Masjid yang resmi dibangun pada tahun 1815 ini, pendirinya adalah Raden Muhammad Thohir yang memiliki nasab langsung pada Prabu Siliwangi penguasa kerajaan Pajajaran. Sedangkan istrinya bernama Ratu Syarifah, yang nasabnya terhubung langsung kepada Raja Banten, yaitu Sultan Maulana Hasanudin, putra dari Sunan Gunung Jati, salah satu Wali Songo yang silsilahnya disebut-sebut terhubung langsung kepada Baginda Nabi Muhammad S.A.W.

Informasi tersebut menggambarkan latar belakang yang menarik dari Raden Muhammad Thohir, yang juga dikenal sebagai Auliya Thohir Al Bughuri. Sebagai putera kesembilan dari Bupati Ke-7 Bogor, Raden Tumenggung Wiradiredja, dia memiliki warisan keluarga yang kaya dalam pemerintahan Bogor pada masa itu, dimana kedudukannya sebagai Penghulu Kampong Baroe telah menunjukkan peran pentingnya dalam struktur sosial dan politik pada saat itu. Raden Muhammad Thohir memiliki pemahaman dan pandangan yang kuat terhadap agama Islam, sehingga dia memilih untuk tidak menjadi Bupati atau Umaro seperti leluhurnya. Sebaliknya, dia lebih memilih peran sebagai Ulama untuk menyebarkan dakwah Islam dan mempengaruhi kebijakan politik penguasa Sunda dengan pendekatan nilai-nilai dari ajaran Islam.

Masjid Agung Empang dan Alun-Alun Tempo Dulu


Raden Adipati Wiradinata atau ayah dari Tumenggung Wiradireja yang merupakan kakek Raden Muhammad Thohir adalah Bupati Bogor ke-6 yang menjadi penerus tradisi kepemimpinan para Bupati di Bogor. Raden Adipati Wiradinata diperkirakan memerintah sebagai Bupati pada 1749-1758. Ayah Raden Adipati Wiradinata yang bernama Pangeran Wiramenggala, yang dikenal pula sebagai Raden Haji Aria Wiratanu Datar II atau digelari sebagai Mbah Dalem Tarikolot Cianjur, pernah mengukuhkan diri sebagai Bupati Cianjur ke-II, karena itu beliau terkenal dengan julukan "Dalem Mandiri", meski akhirnya Pemerintah Belanda mengakuinya sebagai Regent yang memerintah Cianjur pada 1691-1707.
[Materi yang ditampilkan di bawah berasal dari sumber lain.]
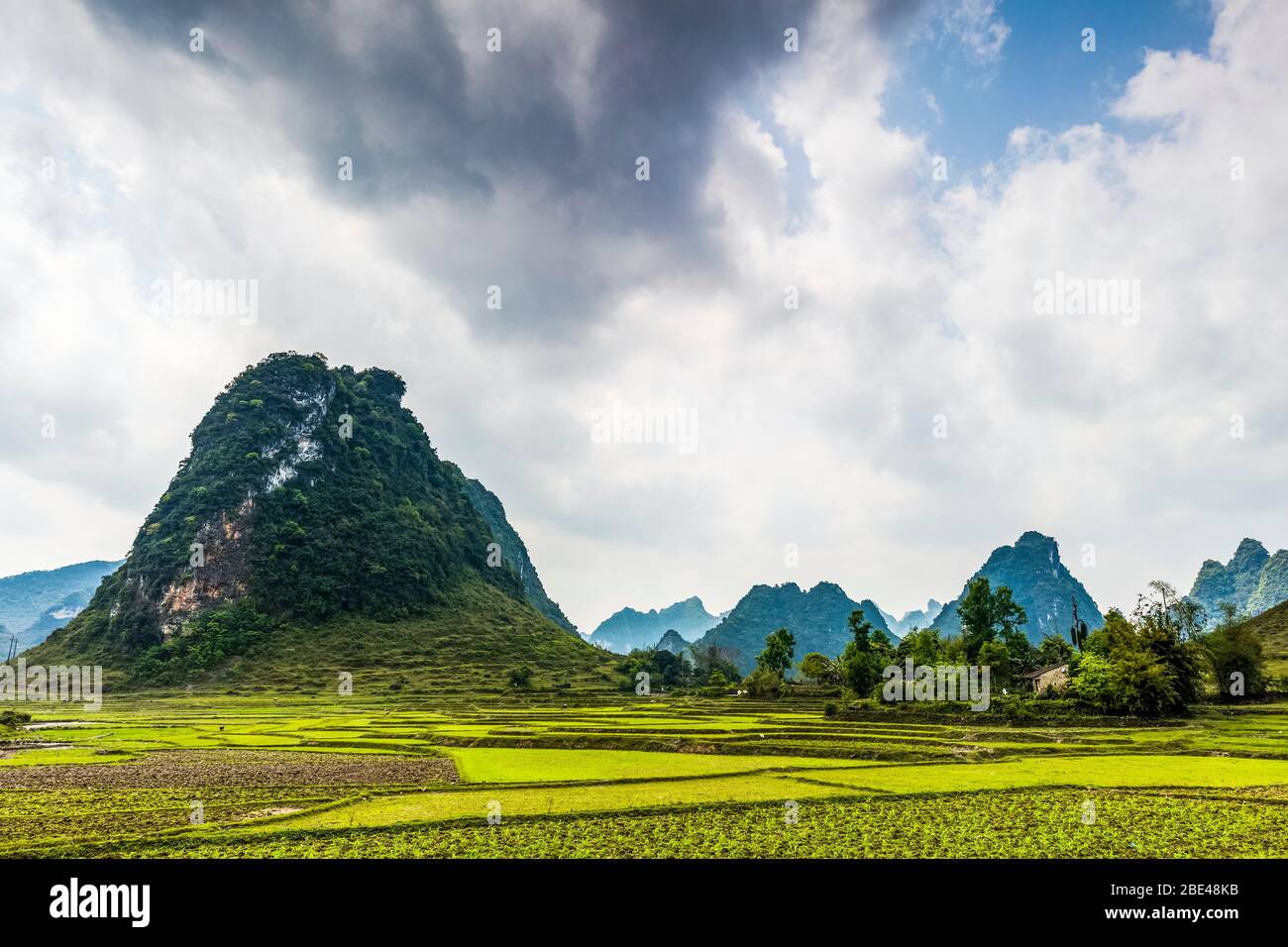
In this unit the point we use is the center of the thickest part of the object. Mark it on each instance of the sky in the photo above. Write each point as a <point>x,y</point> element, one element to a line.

"Penerusnya adalah anaknya yang bernama Dalem Aria Wiratanu III sebagai Bupati ke-III yang memerintah Cianjur 1707-1726. Dalem Aria Wiratanu III yang dikenali juga sebagai Dalem Cicondre yang memiliki nama Raden Astramanggala adalah ayah dari Raden Aria Wiratanu Datar IV, atau akrab disapa Ki Sabiruddin yang memerintah Cianjur sebagai Bupati ke-IV, yang kelak salah seorang cucunya, Nyi Raden Ayu Kendran binti Ki Muhiddin bergelar Dalem Aria Wiratanudatar V - Bupati Cianjur ke-V, dinikahi oleh R.A Wiranata putera Raden Muhammad Thohir".
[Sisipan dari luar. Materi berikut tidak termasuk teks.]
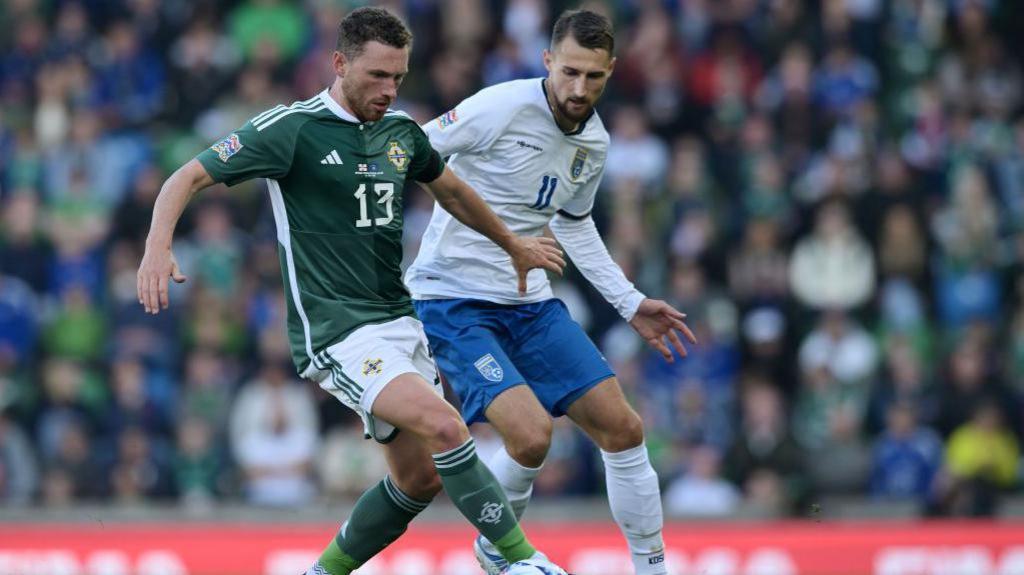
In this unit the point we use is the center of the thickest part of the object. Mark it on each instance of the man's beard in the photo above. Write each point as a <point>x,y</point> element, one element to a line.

"Pernikahan R.A Wiranata dengan Nyi Raden Ayu Kendran sekaligus mempertemukan leluhur nasab mereka yang sama-sama berasal dari Pangeran Wiramenggala yang bergelar Raden Haji Aria Wiratanudatar (Bupati Cianjur ke-II) atau Mbah Dalem Tarikolot. Dengan demikian nasab itupun terhubung sebagai berikut; Mbah Dalem Tarikolot bin Pangeran Ngabehi Jayasasana atau Raja Gagang yang bergelar Raden Aria Wiratanu I - Bupati Cianjur pertama yang dijuluki sebagai Mbah Dalem Cikundul".

"Mbah Dalem Cikundul bin bin Pangeran Aria Wangsa Goparna (Sunan Sagalaherang bin Pangeran Aria Kikis (Sunan Wanaperih/Sunan Ciburang) bin Raden Raga Mantri (Prabu Pucuk Umum/Raja Maja/Raja Talaga "bin" Munding Sari Ageung/Munding Dalem/Munding II/Prabu Munding Suria Ageung/Prabu Munding Wangi/Munding Sari "bin" Prabu Silih Wangi/Raden Pamanah Rasa/Prabu Guru Dewataprana Sri Baduga Maharaja Pajajaran - Tahun 1521".

Penerus trah para Bupati Priyayi Sunda justru diteruskan oleh anak laki-lakinya yang bernama Raden Wiranata yang setelah dianugerahi gelar Raden Tumenggung (17 April 1813) dan Adipati (1 September 1815), Ia pun telah secara resmi dilantik menjadi Bupati Bogor ke-15 pada 1 November 1815. Oleh anak dan keturunannya, ia akrab disapa dengan sebutan Mbah Dalem Sepuh.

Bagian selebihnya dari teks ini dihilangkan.